The chapter opens with a description of the difference felt in the villages after the storming of the Bastille: In place of the aristocrats showing their faces periodically, peasants from the city come through on a regular basis. One particularly ragged individual arrives in the village over which the Marquis had once lorded, and meets up with the mender of roads. They exchange the familiar greeting, calling each other Jacques, and each one asks the other to touch, or take hands, as code. The ragged man, who is wearing tattered clothes, has leaves and grass in his shoes, is blistered and covered with sores, and needs a rest, as he hasn't slept for two days. He asks the mender of roads to wake him when it's time. Then the mender of roads, on awakening the man, tells him where the chateau of the Marquis can be found.

Later, as night falls, the mender of roads keeps looking toward the chateau. Gabelle, who is now the Marquis's representative in the village, also comes out of his house to look up at the chateau on the hill. People stay outside after supper and whisper to each other instead of going to bed. Four lights move toward the chateau and then away again until they disappear. Suddenly, there is a glow from within the chateau, and then a flickering light, and then a sudden burst of flames. A rider from the chateau hammers at Gabelle's door, but Gabelle has bolted the door and climbed up on the roof, determined to throw himself off it if his door is breached. The messenger shouts for help from the villagers, but no one moves; he rides to the prison, but even the soldiers there refuse to budge. The villagers start ringing the bell—not as an alarm but as a celebration. The chateau burns all night. Gabelle is lucky because, though the villagers hammer at his door for hours, he is still alive in the morning.

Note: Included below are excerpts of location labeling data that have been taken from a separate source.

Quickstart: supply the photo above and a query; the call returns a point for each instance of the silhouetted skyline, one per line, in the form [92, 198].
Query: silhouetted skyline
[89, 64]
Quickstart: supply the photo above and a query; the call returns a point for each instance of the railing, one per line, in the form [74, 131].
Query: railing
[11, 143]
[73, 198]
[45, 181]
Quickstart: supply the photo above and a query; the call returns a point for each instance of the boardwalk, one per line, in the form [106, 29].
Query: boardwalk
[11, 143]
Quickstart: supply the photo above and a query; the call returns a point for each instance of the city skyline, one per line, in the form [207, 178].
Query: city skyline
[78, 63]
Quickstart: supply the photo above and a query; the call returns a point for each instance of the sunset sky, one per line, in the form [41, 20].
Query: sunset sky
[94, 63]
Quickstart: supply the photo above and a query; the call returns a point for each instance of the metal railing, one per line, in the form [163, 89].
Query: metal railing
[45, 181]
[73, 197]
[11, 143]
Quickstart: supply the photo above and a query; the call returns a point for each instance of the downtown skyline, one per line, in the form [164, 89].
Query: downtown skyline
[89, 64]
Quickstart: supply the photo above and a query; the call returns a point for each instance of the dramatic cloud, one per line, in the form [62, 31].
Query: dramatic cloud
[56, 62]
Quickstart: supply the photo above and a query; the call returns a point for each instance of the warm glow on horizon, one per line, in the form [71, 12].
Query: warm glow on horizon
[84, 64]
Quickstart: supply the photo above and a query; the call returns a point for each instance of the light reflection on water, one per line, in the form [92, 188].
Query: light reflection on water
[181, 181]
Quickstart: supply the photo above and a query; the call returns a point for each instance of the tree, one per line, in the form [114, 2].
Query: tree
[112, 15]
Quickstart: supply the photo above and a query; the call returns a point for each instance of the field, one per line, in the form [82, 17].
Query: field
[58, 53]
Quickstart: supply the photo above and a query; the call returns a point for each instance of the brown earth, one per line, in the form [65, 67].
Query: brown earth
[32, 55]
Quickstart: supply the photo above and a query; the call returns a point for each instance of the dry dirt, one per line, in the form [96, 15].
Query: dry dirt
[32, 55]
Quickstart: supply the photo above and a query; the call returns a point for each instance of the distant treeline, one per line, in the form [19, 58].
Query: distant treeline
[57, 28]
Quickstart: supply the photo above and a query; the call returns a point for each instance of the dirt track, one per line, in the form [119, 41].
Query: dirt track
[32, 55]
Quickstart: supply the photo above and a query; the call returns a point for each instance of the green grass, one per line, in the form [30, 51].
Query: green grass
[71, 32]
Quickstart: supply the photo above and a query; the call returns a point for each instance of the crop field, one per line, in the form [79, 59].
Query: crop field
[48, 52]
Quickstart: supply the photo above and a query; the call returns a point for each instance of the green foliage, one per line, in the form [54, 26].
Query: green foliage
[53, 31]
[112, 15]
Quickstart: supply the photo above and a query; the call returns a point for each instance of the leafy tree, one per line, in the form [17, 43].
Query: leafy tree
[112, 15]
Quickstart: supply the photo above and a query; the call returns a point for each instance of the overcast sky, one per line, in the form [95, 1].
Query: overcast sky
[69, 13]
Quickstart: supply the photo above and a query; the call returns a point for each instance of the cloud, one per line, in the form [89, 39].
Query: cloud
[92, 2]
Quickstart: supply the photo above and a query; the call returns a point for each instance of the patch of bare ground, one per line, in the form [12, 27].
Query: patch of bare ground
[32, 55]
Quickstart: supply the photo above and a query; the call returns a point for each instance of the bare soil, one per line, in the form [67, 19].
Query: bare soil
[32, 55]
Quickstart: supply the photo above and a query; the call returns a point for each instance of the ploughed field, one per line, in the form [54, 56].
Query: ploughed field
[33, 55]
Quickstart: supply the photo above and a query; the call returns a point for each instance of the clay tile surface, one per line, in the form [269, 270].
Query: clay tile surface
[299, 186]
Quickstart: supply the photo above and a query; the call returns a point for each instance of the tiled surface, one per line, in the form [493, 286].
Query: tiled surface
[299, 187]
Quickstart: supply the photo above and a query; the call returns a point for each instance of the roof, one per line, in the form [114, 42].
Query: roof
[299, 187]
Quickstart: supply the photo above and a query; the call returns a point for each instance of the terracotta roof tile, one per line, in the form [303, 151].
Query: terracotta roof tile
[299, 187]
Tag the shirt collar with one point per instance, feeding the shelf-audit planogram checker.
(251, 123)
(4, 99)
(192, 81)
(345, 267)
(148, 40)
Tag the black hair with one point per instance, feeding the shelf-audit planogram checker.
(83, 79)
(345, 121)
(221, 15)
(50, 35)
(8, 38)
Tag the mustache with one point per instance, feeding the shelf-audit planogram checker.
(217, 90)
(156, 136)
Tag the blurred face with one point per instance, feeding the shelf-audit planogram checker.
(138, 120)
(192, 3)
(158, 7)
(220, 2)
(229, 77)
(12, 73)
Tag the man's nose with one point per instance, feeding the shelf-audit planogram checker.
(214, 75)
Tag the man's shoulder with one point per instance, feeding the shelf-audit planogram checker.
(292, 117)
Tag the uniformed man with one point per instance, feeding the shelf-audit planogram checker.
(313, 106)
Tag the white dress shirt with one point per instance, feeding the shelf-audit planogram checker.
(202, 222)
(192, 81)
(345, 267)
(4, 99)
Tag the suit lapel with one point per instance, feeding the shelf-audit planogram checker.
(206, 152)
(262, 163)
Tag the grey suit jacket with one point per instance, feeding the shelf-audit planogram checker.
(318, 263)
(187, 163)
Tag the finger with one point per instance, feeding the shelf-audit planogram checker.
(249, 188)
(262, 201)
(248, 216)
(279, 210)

The same thing is happening throughout the country. On some estates, the functionaries and the military defeat the rebels; but on others, the rebels kill anyone associated with the oppressors.


The chapter begins with several paragraphs of trademark Dickensian verbal irony (saying the opposite of what one means). For instance, the narrator says, "Monseigneur (often a most worthy individual gentleman) was a national blessing"; what he actually means, as the description of the village and lands around the chateau shows, is that the greedy aristocracy has ruined France and starved its people. Dickens often used irony to make his points because it amused his readers while driving home his point.

Dickens uses an interesting technique to keep readers engaged in this chapter: He never says what, exactly, is planned or happening. Instead, sentence after sentence describes only in the most superficial fashion what is being said and done. There's only a glow from the chateau, then a flickering light, for instance—the reader isn't told the chateau is on fire until the flames are visible from outside. The secrecy of the plots against the aristocrats is mirrored by the way Dickens tells the tale of this particular plot: He keeps the main objective secret until the moment it becomes deadly.

The burning of aristocrats' homes was part of the peasant uprising, a way of eradicating anyone who opposed their revolution. It seems strange, though, that they hung the servants of aristocrats, people who were only workers, much like themselves. By highlighting this, Dickens adds to his message regarding the revolution. Gabelle is safe for now, but other functionaries were hung, and yet these people were probably treated nearly as badly by "the Monseigneur" as the peasants themselves. But the denouncing of the servants and functionaries of the aristocracy happens anyway because the killing gets out of hand. This idea will be explored further in the last book of the novel, where Dickens shows even more graphically just how vengeful and unjust the revolutionaries become—more bloodthirsty than those they are rebelling against.